New faces, new teachers, new hallways, new classes—sadly, those weren’t the only things that were new. For the first time in our entire academic life spanning some fifteen odd years—accounting for the years spent in play school, nursery and kindergarten—it seemed alright to go through classes without listening.

It was supposed to be prestigious attending one of the best Arts colleges in the country—an empowering experience. It was anything but. On some particularly bad days, we wondered whether the ‘commendable’ performance in the Boards was a fluke. From school, thinking we were capable of doing something great one day, we came to college where it was uncertain if we could even get through the dastardly assignment the next week. For the first time, we could relate to the disbelief of the so-called ‘average’ students in class who scoffed when we bemoaned our ‘measly’ 80% on a test.
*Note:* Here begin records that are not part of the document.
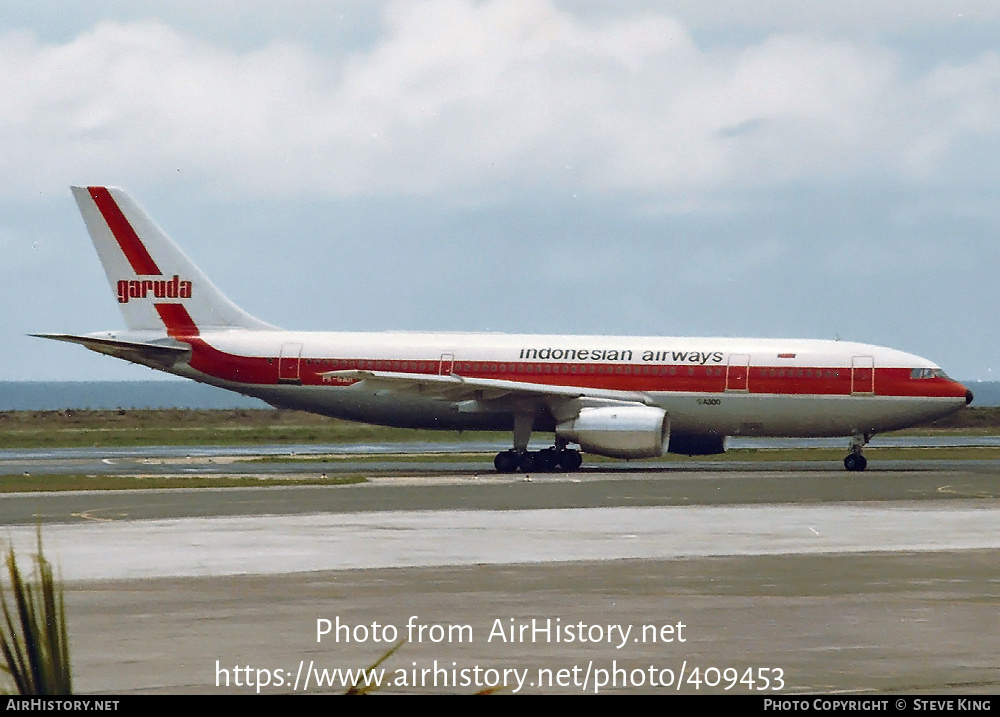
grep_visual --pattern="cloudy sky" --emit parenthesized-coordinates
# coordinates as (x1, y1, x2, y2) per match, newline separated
(3, 0, 999, 382)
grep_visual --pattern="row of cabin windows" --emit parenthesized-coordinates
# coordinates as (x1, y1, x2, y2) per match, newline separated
(299, 357, 845, 379)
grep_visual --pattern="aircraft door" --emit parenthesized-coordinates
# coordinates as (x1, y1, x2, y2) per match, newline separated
(726, 354, 750, 392)
(278, 343, 303, 384)
(851, 356, 875, 395)
(439, 353, 455, 375)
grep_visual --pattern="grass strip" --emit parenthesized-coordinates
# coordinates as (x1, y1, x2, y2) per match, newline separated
(0, 474, 367, 493)
(4, 407, 1000, 450)
(1, 409, 496, 449)
(6, 446, 1000, 494)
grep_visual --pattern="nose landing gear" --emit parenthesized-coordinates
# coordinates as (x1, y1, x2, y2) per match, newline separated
(844, 433, 870, 471)
(843, 453, 867, 471)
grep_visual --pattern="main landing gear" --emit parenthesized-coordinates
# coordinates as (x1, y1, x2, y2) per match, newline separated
(494, 412, 582, 473)
(493, 447, 582, 474)
(843, 433, 870, 472)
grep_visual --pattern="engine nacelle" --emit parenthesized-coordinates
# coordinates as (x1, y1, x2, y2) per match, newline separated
(556, 405, 669, 459)
(667, 432, 726, 455)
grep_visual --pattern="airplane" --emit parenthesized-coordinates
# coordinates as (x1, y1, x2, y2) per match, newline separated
(35, 186, 973, 473)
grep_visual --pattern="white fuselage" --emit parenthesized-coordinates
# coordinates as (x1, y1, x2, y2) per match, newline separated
(96, 327, 971, 441)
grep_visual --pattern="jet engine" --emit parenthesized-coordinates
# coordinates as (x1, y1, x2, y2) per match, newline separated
(555, 405, 669, 459)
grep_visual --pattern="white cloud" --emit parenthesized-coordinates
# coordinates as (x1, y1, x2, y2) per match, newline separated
(637, 0, 1000, 33)
(0, 0, 998, 201)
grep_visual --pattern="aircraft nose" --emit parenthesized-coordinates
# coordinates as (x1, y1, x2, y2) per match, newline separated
(966, 389, 974, 405)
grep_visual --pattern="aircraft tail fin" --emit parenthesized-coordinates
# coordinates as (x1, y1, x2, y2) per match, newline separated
(71, 186, 276, 334)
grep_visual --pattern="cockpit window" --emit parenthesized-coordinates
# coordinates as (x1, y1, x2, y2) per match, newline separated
(910, 368, 949, 380)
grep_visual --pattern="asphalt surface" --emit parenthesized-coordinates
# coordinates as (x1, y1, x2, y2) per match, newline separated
(3, 463, 1000, 525)
(0, 455, 997, 695)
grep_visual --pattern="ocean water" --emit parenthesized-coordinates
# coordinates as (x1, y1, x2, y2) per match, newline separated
(0, 381, 269, 411)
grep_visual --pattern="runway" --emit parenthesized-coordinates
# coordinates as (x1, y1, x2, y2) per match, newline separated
(1, 458, 998, 694)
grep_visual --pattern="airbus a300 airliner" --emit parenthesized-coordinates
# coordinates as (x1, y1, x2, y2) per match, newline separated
(36, 187, 973, 472)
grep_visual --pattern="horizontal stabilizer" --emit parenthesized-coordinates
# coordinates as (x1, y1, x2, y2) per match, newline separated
(32, 333, 190, 369)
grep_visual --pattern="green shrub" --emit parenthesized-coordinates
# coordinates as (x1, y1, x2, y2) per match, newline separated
(0, 531, 72, 695)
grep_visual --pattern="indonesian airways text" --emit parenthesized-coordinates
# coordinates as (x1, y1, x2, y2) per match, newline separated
(519, 347, 725, 365)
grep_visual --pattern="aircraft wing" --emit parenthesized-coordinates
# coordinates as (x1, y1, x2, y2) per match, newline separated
(322, 369, 655, 412)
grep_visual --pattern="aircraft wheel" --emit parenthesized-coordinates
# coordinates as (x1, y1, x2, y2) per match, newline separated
(518, 451, 537, 472)
(537, 448, 559, 472)
(494, 451, 519, 473)
(559, 449, 583, 471)
(843, 454, 867, 472)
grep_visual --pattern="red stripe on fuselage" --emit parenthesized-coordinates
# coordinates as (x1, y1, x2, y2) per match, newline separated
(175, 339, 969, 400)
(88, 187, 161, 276)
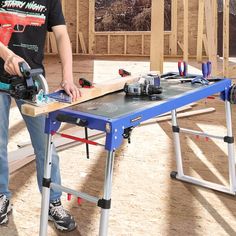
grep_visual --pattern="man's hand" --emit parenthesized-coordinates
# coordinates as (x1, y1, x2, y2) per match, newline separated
(60, 80, 81, 102)
(4, 54, 26, 76)
(52, 25, 81, 102)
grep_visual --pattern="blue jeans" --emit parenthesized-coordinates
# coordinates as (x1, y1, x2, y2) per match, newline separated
(0, 93, 62, 201)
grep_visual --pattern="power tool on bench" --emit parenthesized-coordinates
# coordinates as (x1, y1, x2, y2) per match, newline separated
(124, 73, 162, 99)
(0, 62, 48, 103)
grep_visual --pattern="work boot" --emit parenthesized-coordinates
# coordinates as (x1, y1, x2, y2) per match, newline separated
(0, 194, 12, 225)
(48, 199, 77, 231)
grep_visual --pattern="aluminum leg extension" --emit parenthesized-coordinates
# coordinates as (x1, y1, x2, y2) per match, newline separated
(225, 100, 236, 193)
(39, 133, 53, 236)
(171, 102, 236, 195)
(171, 110, 184, 177)
(99, 150, 115, 236)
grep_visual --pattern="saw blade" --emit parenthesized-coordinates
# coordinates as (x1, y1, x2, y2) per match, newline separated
(33, 74, 49, 94)
(28, 74, 50, 105)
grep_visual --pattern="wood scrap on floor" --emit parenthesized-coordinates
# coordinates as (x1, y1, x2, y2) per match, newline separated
(141, 107, 215, 126)
(158, 103, 197, 117)
(9, 127, 104, 174)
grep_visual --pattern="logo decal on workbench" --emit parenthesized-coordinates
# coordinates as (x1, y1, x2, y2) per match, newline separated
(131, 116, 142, 123)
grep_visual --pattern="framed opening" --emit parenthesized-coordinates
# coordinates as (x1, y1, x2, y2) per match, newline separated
(95, 0, 171, 32)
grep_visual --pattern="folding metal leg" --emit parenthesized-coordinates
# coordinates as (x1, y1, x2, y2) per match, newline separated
(171, 110, 184, 177)
(171, 101, 236, 195)
(39, 133, 53, 236)
(225, 100, 236, 193)
(99, 150, 115, 236)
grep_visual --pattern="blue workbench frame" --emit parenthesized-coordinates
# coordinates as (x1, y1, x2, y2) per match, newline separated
(45, 79, 231, 150)
(40, 78, 235, 236)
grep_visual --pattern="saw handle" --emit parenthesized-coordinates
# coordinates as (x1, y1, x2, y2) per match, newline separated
(19, 62, 43, 78)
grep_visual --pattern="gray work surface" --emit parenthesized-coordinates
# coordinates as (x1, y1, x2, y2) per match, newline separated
(70, 79, 204, 119)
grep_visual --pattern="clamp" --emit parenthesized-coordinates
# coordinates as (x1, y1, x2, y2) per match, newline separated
(79, 78, 93, 88)
(178, 61, 187, 77)
(119, 69, 131, 77)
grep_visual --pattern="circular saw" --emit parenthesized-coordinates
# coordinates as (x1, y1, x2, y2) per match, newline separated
(0, 62, 49, 104)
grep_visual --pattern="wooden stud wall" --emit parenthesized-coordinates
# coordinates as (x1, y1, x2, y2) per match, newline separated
(45, 0, 200, 57)
(223, 0, 229, 77)
(45, 0, 233, 78)
(169, 0, 178, 55)
(150, 0, 164, 73)
(183, 0, 189, 62)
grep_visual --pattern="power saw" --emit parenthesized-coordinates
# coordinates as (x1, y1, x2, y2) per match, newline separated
(0, 62, 49, 104)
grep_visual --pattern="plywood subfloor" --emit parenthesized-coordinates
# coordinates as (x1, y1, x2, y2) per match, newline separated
(1, 56, 236, 236)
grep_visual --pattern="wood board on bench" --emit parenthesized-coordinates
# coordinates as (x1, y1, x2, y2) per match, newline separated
(21, 75, 140, 117)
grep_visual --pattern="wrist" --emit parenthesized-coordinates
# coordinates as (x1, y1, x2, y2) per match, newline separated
(60, 80, 72, 88)
(0, 43, 15, 61)
(60, 80, 67, 89)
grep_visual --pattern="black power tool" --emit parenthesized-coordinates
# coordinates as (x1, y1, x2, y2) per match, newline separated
(124, 73, 163, 99)
(0, 62, 48, 101)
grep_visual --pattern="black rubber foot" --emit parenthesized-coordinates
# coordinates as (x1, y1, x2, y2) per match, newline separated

Change is always hard to accept but the transformation from the comforting and genial environment of school to the terribly stifling atmosphere of college has been exceptionally difficult.
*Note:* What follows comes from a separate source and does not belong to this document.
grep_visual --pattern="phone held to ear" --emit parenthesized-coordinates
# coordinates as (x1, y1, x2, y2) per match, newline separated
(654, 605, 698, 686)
The first semester was spent recovering from the shock of coming across other kids our age who could solve wretched calculus problems mentally. The time we took to understand the blasted question was more than the time they took to solve it. The end semester result felt like the final blow to the stomach.
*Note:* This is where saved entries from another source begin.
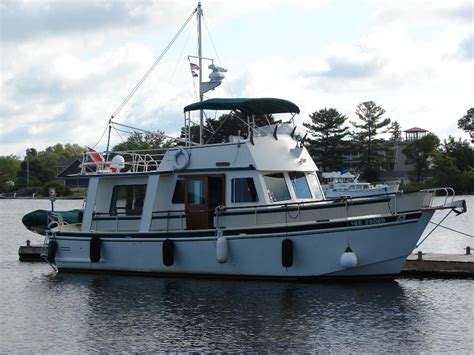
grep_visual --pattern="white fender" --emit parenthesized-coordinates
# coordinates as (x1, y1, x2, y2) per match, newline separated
(173, 148, 190, 170)
(340, 247, 358, 268)
(216, 236, 228, 264)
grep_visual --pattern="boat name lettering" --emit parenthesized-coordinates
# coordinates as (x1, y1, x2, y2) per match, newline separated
(350, 218, 386, 226)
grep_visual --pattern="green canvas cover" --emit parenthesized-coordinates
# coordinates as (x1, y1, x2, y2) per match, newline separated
(183, 98, 300, 115)
(22, 209, 83, 235)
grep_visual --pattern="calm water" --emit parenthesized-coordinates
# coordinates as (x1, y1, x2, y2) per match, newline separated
(0, 198, 473, 352)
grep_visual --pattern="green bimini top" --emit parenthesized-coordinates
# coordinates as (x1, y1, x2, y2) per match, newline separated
(183, 98, 300, 115)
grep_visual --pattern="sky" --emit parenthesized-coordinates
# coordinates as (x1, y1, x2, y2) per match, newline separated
(0, 0, 472, 156)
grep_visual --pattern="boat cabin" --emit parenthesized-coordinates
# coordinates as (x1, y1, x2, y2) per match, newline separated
(78, 98, 326, 233)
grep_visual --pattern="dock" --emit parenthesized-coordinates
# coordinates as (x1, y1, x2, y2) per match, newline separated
(18, 241, 44, 262)
(401, 251, 473, 278)
(18, 242, 472, 278)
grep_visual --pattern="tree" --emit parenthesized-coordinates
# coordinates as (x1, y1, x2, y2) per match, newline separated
(0, 155, 21, 191)
(45, 143, 84, 159)
(441, 136, 474, 172)
(303, 108, 350, 171)
(16, 144, 85, 189)
(112, 131, 172, 151)
(403, 133, 440, 183)
(388, 121, 402, 141)
(458, 108, 473, 142)
(350, 101, 391, 182)
(181, 112, 274, 145)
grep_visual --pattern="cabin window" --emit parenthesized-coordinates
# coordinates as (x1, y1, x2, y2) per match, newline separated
(187, 179, 205, 205)
(263, 173, 291, 202)
(232, 178, 258, 203)
(289, 172, 312, 199)
(307, 173, 324, 201)
(110, 184, 146, 216)
(172, 179, 185, 204)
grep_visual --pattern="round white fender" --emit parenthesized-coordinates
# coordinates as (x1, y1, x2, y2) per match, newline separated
(340, 246, 358, 268)
(173, 148, 190, 170)
(216, 235, 228, 264)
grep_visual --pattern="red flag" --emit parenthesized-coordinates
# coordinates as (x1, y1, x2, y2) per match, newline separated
(87, 147, 104, 163)
(190, 63, 199, 70)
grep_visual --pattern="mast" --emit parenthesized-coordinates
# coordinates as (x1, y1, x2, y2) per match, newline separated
(197, 2, 204, 145)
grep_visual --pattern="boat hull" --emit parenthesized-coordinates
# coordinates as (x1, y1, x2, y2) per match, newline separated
(51, 210, 434, 279)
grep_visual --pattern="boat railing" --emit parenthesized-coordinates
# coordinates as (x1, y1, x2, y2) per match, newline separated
(80, 148, 168, 175)
(420, 187, 456, 208)
(89, 190, 444, 232)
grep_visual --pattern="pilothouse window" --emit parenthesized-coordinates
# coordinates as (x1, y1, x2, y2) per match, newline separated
(110, 184, 146, 216)
(232, 178, 258, 203)
(289, 172, 312, 199)
(263, 173, 291, 202)
(307, 173, 324, 201)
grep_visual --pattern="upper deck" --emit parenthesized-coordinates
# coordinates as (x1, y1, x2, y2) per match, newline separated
(79, 124, 317, 176)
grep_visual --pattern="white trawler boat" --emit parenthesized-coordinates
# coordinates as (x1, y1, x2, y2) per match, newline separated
(322, 171, 399, 199)
(39, 3, 466, 279)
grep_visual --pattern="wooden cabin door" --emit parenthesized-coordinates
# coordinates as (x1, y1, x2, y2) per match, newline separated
(185, 175, 224, 230)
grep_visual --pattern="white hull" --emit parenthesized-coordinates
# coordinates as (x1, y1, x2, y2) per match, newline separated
(52, 211, 433, 279)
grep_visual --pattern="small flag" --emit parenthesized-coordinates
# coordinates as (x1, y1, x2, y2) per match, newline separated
(190, 63, 200, 70)
(86, 146, 104, 163)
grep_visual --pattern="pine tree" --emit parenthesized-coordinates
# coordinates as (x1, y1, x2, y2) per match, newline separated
(351, 101, 391, 182)
(303, 108, 350, 172)
(388, 121, 402, 141)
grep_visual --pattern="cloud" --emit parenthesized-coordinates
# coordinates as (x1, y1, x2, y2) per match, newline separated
(458, 33, 474, 60)
(306, 55, 382, 79)
(373, 1, 473, 25)
(0, 1, 147, 43)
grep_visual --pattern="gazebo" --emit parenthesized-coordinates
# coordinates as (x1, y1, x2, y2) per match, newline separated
(404, 127, 428, 141)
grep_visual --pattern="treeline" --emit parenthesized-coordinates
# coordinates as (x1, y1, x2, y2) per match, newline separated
(1, 105, 472, 195)
(303, 103, 473, 193)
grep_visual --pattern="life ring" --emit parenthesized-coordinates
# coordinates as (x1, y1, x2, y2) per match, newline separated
(173, 148, 190, 170)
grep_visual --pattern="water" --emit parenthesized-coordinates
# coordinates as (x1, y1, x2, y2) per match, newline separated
(1, 198, 473, 352)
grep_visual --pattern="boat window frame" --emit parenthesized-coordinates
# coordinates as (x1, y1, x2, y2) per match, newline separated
(288, 171, 313, 200)
(109, 184, 147, 216)
(231, 177, 259, 203)
(263, 172, 291, 203)
(306, 172, 325, 201)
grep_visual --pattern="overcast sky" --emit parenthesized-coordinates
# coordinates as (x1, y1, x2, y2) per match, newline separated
(0, 0, 472, 156)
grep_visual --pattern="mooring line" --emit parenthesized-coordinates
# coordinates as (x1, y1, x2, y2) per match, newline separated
(428, 222, 474, 238)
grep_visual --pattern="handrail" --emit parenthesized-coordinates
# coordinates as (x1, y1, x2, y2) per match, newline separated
(79, 148, 168, 175)
(420, 187, 456, 208)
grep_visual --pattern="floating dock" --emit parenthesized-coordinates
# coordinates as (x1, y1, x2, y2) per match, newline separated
(18, 242, 472, 278)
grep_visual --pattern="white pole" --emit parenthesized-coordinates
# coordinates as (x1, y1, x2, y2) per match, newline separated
(197, 2, 204, 145)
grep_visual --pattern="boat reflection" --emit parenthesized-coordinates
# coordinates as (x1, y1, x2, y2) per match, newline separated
(37, 274, 427, 352)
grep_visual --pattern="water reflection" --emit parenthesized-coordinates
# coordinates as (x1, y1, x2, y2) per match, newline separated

The second semester was no better; in fact it was much worse. Somewhere down the line, we even stopped carrying a notebook, pen and pencil—the holy trinity of college supplies. The second semester’s result was even worse; if the first semester was rock-bottom, the current one felt like a bottomless pit.

The third semester started on a somewhat ambitious note; our ego was bruised beyond measure. What has become of us?—we asked ourselves as we wondered how casually we squandered our time and potential. Undoing fifteen years of back breaking academic work is no easy task. The daily pep talks, trying to keep ourselves afloat by reminiscing about a glorious history long past. The Boards—easy, rewarding, a haven for those of us whose motto in life is ‘minimum input, maximum output’—had ended long ago and it was time to awaken from the academic slumber we had slipped into the past year.

‘We just need to apply ourselves to coursework like before’—but the recovery is unimaginably hard. It was wrong to assume a year-long mental sabbatical would have no impact on our academic performance. The most intricate network of neurological livewires had lost its spark sometime the previous year. Rekindling the mental fire is hard, hard work. The third semester’s result was somewhat of a consolation to the raging beast of insecurity and inadequacy within but the road ahead is long and weary.

Till date, we’re trying to find the lost joy of learning—when we learnt for the sake of learning and ‘good marks’ were only a by-product of voraciously devouring whatever reading material we could get our hands on. We’re trying hard to keep our head in the ‘zone’ and hopefully, the time isn’t far when we’ll open our books voluntarily—without the pressure of an upcoming ‘internal assessment’ weighing us down. Open our books precisely for the little, ornamental boxes of case studies we’re never tested on in the exams—simply because they set our nerve endings on fire and enable us to learn something new, something ‘extra’, something above and beyond the routine coursework we’re prescribed to complete.